社会人としてある程度の経験を積んだ年代になると、「貯金する派」と「貯金しない派」に分かれます。ある調査で30代、40代の働き盛りの世代の約2割が「貯金ゼロ世帯」であることが分かり、「貯金しない派」にとっては安心材料になったかもしれません。

しかし、本当にそうでしょうか。現代は、稼げる世代こそ貯金はするべきです。あらためて「貯金する意味」について考えてみましょう。

貯金ゼロ世帯が23.1%という統計結果は安心?

SMBCコンシューマーファイナンスが2019年1月、30、40代の男女1,000人に金銭感覚に関するアンケートを行ったところ、「貯金額ゼロ(貯金ができていない)」という回答が全体の23.1%を占めたそうです。ちなみに貯金額が100万円以下の人は60.5%になります。

「同世代の他の人もやっていないんだから私もきっと何とかなる」

そう思った人は貯金の意味をもう少し深く考えてみることをおすすめします。

「貯金ゼロ」の高すぎる代償

大前提として、見通しが暗い老後に備えるために貯金は必要なのです。

まず個人の環境を考えてみましょう。30代や40代は稼ぎ時である一方、65歳以降の定年退職までの折り返し地点に差し掛かります。そろそろ、退職後のマネープランについて考えておかないと、老後破産ということになりかねません。現役を引退すると収入は確実に減るにもかかわらず、支出は医療などで増える可能性すらあるからです。

視野をもう少し広げてみましょう。日本は1,000兆円という世界最大の累積債務国です。財政破綻のリスクや少子高齢化を考えた場合、年金支給額が減り、医療費の自己負担の割合が上がっていくことは十分にあり得るでしょう。

さらに「貯金ゼロ円が2割前後」であることを加味すると、今の現役世代が老後を迎える頃には、高齢者の貧困や破産はより当たり前のものとして浸透しているかもしれません。

老後の備えだけじゃない!貯金をすべき3つの意味

(写真=Rawpixel.com/Shutterstock.com)

「見通しが暗い老後に備えるために貯金は必要だ」とすでにお伝えしましたが、貯金には老後の備えだけでない、3つの意味があります。

貯金する意味1. 突発的な不測の事態に備える

突然病気にかかって医療費がかさむ、あるいは仕事をセーブする必要が出て生活費が必要になる、親の介護が始まるなど、老後になる前もリスクは存在します。

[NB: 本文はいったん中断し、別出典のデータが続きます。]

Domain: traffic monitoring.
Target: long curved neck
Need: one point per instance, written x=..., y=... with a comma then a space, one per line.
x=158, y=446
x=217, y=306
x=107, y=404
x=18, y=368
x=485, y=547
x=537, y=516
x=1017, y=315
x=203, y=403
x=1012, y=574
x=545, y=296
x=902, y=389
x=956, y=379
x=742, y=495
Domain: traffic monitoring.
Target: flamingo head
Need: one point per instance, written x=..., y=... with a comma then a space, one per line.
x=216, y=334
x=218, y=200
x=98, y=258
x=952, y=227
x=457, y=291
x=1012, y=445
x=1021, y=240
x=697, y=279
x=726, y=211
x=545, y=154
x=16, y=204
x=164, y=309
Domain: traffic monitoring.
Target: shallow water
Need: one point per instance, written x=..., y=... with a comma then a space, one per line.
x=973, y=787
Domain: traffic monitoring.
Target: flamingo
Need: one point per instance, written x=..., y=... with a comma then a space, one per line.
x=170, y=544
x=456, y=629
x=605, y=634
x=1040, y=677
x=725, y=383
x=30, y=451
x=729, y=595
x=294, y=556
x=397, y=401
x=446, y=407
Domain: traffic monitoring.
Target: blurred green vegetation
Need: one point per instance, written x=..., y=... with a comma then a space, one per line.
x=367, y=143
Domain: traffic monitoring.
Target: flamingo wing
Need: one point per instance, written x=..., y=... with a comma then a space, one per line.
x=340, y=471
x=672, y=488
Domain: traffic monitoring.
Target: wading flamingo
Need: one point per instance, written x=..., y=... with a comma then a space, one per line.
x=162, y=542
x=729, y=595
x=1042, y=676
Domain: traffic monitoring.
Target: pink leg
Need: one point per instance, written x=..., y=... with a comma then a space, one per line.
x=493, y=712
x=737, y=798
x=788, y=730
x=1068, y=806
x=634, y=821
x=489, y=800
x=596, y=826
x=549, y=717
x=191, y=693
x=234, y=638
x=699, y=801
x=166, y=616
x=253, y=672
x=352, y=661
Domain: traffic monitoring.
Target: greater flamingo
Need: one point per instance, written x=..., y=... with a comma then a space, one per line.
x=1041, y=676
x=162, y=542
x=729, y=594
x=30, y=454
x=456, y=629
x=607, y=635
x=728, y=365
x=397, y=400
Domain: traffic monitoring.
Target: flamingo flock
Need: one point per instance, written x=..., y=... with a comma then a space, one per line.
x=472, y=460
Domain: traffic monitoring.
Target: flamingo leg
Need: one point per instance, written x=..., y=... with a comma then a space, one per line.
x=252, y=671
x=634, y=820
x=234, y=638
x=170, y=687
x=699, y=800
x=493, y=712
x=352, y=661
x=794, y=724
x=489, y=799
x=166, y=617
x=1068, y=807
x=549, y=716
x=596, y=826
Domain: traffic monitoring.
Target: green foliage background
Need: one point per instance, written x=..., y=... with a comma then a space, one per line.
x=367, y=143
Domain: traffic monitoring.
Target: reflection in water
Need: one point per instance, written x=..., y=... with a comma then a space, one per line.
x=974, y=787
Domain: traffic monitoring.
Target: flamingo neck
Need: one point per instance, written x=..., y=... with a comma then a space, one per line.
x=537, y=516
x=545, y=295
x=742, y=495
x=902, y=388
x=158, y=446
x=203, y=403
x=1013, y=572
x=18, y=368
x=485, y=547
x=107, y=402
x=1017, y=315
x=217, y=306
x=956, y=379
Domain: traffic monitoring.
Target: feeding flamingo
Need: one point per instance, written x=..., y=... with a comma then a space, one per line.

育児においては、教育の内容次第でかかるコストが大きく変わります。

例えば、公立の小学校を選べば32万円程度で済みますが、私立の小学校を選べば153万円ほどかかります。仮に結婚・妊娠・出産・育児がないとしても、事故や病気で仕事ができなくなり、収入が途絶えるリスクは誰もが抱えているのです。

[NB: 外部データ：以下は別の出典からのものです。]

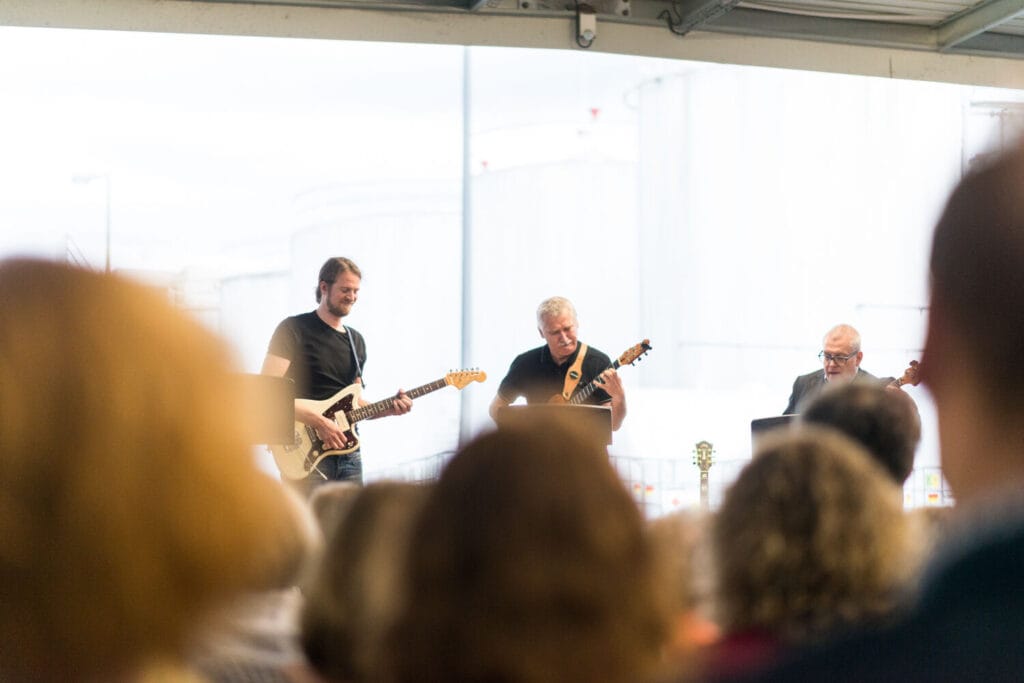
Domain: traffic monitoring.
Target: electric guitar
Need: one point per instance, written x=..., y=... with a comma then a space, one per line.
x=298, y=459
x=629, y=357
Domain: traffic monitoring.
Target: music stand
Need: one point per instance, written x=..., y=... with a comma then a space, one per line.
x=594, y=420
x=267, y=409
x=762, y=426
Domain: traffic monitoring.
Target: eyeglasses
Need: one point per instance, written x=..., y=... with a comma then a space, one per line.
x=838, y=359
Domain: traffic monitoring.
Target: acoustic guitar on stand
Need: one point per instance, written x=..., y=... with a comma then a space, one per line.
x=910, y=376
x=298, y=459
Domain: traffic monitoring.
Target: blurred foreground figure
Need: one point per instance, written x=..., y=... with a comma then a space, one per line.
x=970, y=622
x=528, y=563
x=129, y=504
x=810, y=541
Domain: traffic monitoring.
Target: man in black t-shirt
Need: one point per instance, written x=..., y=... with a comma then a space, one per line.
x=539, y=375
x=323, y=356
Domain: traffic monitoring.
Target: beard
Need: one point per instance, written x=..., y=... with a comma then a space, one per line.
x=340, y=311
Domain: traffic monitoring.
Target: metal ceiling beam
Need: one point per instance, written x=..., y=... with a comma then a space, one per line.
x=976, y=20
x=742, y=36
x=686, y=15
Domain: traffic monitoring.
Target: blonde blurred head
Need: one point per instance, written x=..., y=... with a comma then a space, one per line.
x=810, y=539
x=128, y=499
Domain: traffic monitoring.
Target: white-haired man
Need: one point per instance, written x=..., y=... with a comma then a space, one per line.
x=841, y=356
x=561, y=366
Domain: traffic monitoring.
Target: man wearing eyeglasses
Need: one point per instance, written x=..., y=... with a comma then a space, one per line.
x=841, y=356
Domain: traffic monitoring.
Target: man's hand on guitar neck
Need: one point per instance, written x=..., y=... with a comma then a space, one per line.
x=401, y=403
x=328, y=430
x=612, y=385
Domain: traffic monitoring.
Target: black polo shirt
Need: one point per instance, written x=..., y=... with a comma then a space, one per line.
x=535, y=376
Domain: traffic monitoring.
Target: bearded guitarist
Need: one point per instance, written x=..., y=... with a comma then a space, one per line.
x=553, y=373
x=323, y=356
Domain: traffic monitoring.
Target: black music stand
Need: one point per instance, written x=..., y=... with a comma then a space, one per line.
x=594, y=420
x=267, y=409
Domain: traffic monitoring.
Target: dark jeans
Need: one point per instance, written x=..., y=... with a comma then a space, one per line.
x=333, y=468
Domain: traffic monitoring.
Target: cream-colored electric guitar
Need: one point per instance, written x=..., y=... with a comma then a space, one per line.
x=298, y=459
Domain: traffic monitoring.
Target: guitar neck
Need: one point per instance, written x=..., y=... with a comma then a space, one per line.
x=586, y=392
x=384, y=406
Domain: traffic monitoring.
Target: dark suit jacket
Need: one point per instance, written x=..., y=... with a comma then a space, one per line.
x=969, y=626
x=810, y=385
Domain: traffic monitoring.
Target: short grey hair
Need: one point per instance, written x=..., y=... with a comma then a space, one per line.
x=846, y=331
x=552, y=307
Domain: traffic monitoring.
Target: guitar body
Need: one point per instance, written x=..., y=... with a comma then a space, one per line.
x=298, y=460
x=582, y=393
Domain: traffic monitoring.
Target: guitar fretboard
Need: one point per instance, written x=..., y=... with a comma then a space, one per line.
x=586, y=392
x=384, y=407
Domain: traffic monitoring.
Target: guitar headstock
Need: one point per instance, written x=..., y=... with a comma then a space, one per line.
x=910, y=376
x=704, y=456
x=634, y=353
x=461, y=378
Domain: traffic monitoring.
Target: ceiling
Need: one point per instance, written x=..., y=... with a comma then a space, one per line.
x=993, y=28
x=939, y=40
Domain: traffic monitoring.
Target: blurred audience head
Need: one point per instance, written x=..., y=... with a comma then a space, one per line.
x=528, y=564
x=971, y=364
x=129, y=501
x=809, y=540
x=684, y=583
x=356, y=590
x=885, y=422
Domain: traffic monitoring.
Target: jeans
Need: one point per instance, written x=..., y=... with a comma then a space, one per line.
x=333, y=468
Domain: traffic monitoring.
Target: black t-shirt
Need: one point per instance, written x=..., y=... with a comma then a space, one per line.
x=535, y=376
x=322, y=363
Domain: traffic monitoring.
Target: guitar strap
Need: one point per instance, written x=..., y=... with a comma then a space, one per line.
x=573, y=375
x=355, y=355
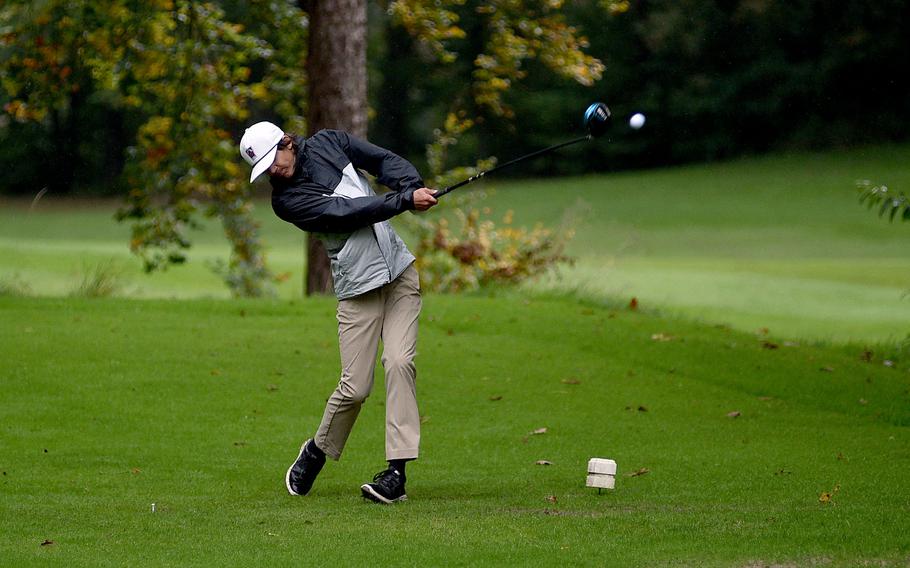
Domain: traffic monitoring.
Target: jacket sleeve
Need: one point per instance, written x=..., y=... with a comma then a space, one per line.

こういった現役時代のリスクの備えとして保険をまず思い浮かべる方もいらっしゃるかもしれませんが、保険は加入に条件があり、誰もが活用できるわけではありません。さらに、保険が下りるには要件を満たす必要がありますし、たとえ要件を満たしていたとしても現金が手元に届くまでには日数がかかります。

貯金の良い点はいつでも使えることにあります。現役時代の不測の事態に柔軟に対処するという点では、貯金が一番。最低でも月収6ヵ月分の現金は手元に残しておくとよいでしょう。